Department of Biostatistics, School of Medicine, Vanderbilt University, Nashville, TN, USA.
J Pharmacokinet Pharmacodyn. 2011 Oct;38(5):613-36. doi: 10.1007/s10928-011-9211-7. Epub 2011 Aug 17.
The purpose of this study is to develop a statistical methodology to handle a large proportion of artifactual outliers in a population pharmacokinetic (PK) modeling. The motivating PK data were obtained from a population PK study to examine associations between PK parameters such as clearance of dexmedetomidine (DEX) and cytochrome P450 2A6 phenotypes. The blood samples were sparsely sampled from patients in intensive care units (ICUs) while different doses of DEX were continuously infused. Conventional population PK analysis of these data revealed several challenges and intricacies. Especially, there was strong evidence that some plasma drug concentrations were artifactually high and likely contaminated with the infused drug due to blood sampling processes that are sometimes unavoidable in an ICU setting. If not addressed, or if arbitrarily excluded, these outlying values could lead to biased estimates of PK parameters and miss important relationships between PK parameters and covariates due to increased variability. We propose a novel population PK model, a Bayesian hierarchical nonlinear mixture model, to accommodate the artifactual outliers using a finite mixture as the residual error model. Our results showed that the proposed model handles the outliers well. We also conducted simulation studies with a varying proportion of the outliers. These simulation results showed that the proposed model can accommodate the outliers well so that the estimated PK parameters are less biased.
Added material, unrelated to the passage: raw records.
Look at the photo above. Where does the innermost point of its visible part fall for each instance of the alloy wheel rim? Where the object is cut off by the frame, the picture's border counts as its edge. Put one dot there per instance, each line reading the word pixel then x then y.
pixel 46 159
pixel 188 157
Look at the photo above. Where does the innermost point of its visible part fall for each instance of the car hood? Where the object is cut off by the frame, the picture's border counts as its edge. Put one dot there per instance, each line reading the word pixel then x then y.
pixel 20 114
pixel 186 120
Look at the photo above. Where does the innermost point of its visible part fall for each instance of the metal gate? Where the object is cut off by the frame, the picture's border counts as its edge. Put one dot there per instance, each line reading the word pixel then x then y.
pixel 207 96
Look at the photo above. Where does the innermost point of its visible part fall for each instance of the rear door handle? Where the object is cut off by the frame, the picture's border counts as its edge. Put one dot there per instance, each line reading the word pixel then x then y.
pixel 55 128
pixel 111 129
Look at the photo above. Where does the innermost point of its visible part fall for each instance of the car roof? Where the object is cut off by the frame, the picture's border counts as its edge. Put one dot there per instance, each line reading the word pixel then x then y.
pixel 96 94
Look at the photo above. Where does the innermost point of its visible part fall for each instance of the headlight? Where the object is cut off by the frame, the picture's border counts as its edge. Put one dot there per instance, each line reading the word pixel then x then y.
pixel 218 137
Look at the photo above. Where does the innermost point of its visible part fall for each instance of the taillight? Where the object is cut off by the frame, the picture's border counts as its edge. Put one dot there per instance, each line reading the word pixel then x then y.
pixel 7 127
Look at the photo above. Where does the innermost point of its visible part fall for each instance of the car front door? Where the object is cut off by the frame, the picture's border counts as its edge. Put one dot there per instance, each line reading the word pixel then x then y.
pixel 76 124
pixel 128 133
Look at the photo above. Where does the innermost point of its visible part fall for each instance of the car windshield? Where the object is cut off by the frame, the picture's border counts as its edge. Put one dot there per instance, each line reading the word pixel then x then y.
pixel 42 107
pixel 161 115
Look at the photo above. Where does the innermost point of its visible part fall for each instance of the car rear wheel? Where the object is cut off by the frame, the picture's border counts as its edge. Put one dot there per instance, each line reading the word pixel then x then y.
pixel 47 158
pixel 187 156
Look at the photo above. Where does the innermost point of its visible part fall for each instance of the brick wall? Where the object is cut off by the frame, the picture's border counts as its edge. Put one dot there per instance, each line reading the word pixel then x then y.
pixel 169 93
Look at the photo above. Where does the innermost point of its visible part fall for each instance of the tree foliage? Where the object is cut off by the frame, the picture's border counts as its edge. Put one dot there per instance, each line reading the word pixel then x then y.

本研究旨在开发一种统计方法,以处理群体药代动力学(PK)建模中大量人为异常值。本研究的 PK 数据来源于一项 PK 研究,旨在探讨去甲肾上腺素(DEX)清除率等 PK 参数与细胞色素 P450 2A6 表型之间的关系。这些血液样本是从重症监护病房(ICU)的患者中稀疏采集的,同时持续输注不同剂量的 DEX。对这些数据进行常规的群体 PK 分析揭示了一些挑战和复杂性。特别是,有强烈的证据表明,由于 ICU 环境中有时不可避免的采血过程,一些血浆药物浓度人为地过高,并且可能受到输注药物的污染。如果不加以处理,或者任意排除这些异常值,这些异常值可能会导致 PK 参数的估计值出现偏差,并由于变异性增加而错过 PK 参数与协变量之间的重要关系。我们提出了一种新的群体 PK 模型,即贝叶斯层次非线性混合模型,通过使用有限混合作为残差误差模型来适应人为异常值。研究结果表明,所提出的模型能够很好地处理异常值。我们还进行了具有不同比例异常值的模拟研究。这些模拟结果表明,所提出的模型能够很好地适应异常值,从而使估计的 PK 参数的偏差更小。